Paul even goes so far with that insight that he claims Jesus’ followers can use the same familiar name for God as Jesus did: “Abba” (Rom 8: 14-17). Technical-ly, “Abba” means father, but it’s the way a small child, not an adult, refers to his or her father. It would make more sense to translate it “Pop” or “Daddy.”
When someone uses “Abba” about God, they’re saying they have an informal, dependent, familiar relationship with God, different from the formal, technical, solely physical relationship we hear in the word “Father.” As most of us know - especially on Father’s Day - someone can be a person’s father, but not their Daddy.
But before we start using this special title for God, Paul reminds the community in Rome that there’s one condition for developing such an intimate relationship with God.
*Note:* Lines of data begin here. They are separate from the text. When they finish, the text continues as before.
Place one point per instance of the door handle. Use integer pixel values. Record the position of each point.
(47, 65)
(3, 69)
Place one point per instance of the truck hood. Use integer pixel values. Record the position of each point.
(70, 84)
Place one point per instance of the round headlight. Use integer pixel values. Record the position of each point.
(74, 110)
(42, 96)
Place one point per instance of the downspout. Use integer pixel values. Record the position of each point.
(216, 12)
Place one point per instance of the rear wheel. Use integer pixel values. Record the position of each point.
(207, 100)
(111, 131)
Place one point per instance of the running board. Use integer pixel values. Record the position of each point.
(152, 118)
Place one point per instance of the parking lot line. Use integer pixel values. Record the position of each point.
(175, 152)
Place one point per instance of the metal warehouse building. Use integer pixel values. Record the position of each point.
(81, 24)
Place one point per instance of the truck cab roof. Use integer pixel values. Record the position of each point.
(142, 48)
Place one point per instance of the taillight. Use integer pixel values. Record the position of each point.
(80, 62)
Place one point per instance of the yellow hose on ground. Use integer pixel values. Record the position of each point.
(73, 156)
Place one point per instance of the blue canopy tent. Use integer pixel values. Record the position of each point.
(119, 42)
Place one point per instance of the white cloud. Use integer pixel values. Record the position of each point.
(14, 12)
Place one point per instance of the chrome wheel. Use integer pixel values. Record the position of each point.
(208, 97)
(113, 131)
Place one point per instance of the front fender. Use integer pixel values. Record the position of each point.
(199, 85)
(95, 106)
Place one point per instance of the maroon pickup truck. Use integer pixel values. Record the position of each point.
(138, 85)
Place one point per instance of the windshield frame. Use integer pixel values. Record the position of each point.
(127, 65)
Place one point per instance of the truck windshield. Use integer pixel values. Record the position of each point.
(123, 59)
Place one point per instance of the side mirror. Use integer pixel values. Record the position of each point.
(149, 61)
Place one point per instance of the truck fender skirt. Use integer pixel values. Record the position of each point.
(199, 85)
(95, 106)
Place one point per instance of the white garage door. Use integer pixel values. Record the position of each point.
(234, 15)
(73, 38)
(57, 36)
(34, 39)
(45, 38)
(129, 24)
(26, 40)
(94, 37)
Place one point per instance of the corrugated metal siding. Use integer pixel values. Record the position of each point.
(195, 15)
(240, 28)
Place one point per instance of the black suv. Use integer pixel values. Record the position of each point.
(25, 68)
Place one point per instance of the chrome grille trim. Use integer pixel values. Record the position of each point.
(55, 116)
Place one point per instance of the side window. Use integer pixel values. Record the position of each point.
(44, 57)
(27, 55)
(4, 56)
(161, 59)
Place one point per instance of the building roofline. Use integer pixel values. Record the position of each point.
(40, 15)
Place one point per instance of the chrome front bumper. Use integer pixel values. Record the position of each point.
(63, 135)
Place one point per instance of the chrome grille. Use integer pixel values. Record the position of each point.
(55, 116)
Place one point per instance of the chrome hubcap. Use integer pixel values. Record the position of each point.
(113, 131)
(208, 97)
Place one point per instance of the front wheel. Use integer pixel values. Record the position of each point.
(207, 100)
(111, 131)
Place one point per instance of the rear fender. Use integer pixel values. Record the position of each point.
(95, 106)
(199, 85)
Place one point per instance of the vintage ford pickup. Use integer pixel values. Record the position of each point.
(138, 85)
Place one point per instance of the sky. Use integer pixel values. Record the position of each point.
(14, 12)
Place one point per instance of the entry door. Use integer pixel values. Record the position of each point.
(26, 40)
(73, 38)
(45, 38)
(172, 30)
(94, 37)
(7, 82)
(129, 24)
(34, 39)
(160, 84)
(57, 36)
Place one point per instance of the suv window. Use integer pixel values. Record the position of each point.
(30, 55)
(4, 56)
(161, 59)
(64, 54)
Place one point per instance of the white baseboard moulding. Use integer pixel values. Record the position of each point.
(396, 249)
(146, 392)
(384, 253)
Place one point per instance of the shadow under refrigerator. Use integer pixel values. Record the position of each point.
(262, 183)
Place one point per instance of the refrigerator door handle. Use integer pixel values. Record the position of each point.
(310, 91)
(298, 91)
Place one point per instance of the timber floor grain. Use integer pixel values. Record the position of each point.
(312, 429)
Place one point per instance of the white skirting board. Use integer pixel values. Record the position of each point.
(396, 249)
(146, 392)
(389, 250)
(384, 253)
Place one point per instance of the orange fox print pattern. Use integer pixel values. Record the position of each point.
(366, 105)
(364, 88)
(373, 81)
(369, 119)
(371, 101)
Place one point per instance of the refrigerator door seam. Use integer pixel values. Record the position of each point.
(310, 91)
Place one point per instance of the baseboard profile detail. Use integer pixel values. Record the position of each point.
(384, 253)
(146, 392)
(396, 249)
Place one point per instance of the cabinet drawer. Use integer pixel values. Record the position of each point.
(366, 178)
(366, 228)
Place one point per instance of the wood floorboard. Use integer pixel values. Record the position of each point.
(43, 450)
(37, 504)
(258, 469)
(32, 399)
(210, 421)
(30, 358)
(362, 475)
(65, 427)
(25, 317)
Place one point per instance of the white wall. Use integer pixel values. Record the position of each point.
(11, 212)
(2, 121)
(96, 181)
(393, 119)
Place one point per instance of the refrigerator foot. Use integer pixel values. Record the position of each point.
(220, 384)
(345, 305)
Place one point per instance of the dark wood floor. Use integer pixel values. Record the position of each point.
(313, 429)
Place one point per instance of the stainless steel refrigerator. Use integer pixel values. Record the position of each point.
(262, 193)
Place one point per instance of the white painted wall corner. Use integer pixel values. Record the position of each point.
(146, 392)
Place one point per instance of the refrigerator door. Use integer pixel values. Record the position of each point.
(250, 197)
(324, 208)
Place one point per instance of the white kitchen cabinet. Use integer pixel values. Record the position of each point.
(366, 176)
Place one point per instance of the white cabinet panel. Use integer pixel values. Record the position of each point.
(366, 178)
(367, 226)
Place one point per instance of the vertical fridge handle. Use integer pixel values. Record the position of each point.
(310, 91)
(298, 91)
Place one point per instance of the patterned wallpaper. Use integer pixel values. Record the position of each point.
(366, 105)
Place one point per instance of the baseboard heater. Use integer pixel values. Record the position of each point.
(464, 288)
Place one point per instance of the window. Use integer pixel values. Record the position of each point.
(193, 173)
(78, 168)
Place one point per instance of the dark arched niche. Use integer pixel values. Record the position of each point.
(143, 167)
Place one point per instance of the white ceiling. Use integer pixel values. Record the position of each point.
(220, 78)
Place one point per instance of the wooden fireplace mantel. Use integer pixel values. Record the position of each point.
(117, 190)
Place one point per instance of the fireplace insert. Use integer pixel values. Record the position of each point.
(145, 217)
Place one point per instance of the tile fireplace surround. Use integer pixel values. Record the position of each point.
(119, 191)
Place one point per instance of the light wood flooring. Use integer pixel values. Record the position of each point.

It only happens to those who are willing to “suffer with Jesus.”
Trinity
The Gospel (Mt 28: 16-20) takes us one step farther in understanding God. We know from Paul’s letters that the earliest Christians baptized people only “in the name of Jesus.” Our Trinitarian formula - Father, Son and Holy Spirit - evolved after Paul’s martyrdom in 60.
It seems to have developed, not because the risen Jesus appeared to someone one day and handed him or her a new sacramental ritual. It happened because the more people reflected on the relationship with God which Jesus brought them, the more they understood that the Father and the Holy Spirit were just as much involved in their lives as they had been in the life of the historical Jesus.
In this passage, Matthew shows that he not only realized that a mission which Jesus had originally thought would encompass only Jews was now being expanded to “all nations,” but that one’s relationship with Jesus was now being expanded also to a relationship with the Father and the Holy Spirit.
Those who today hesitate to use feminine pronouns and adjectives about God probably don’t know how we originally got our biblical pronouns and adjectives of God. If the people who began that process hadn’t presumed it would continue beyond their writings, we’d never be celebrating Trinity Sunday.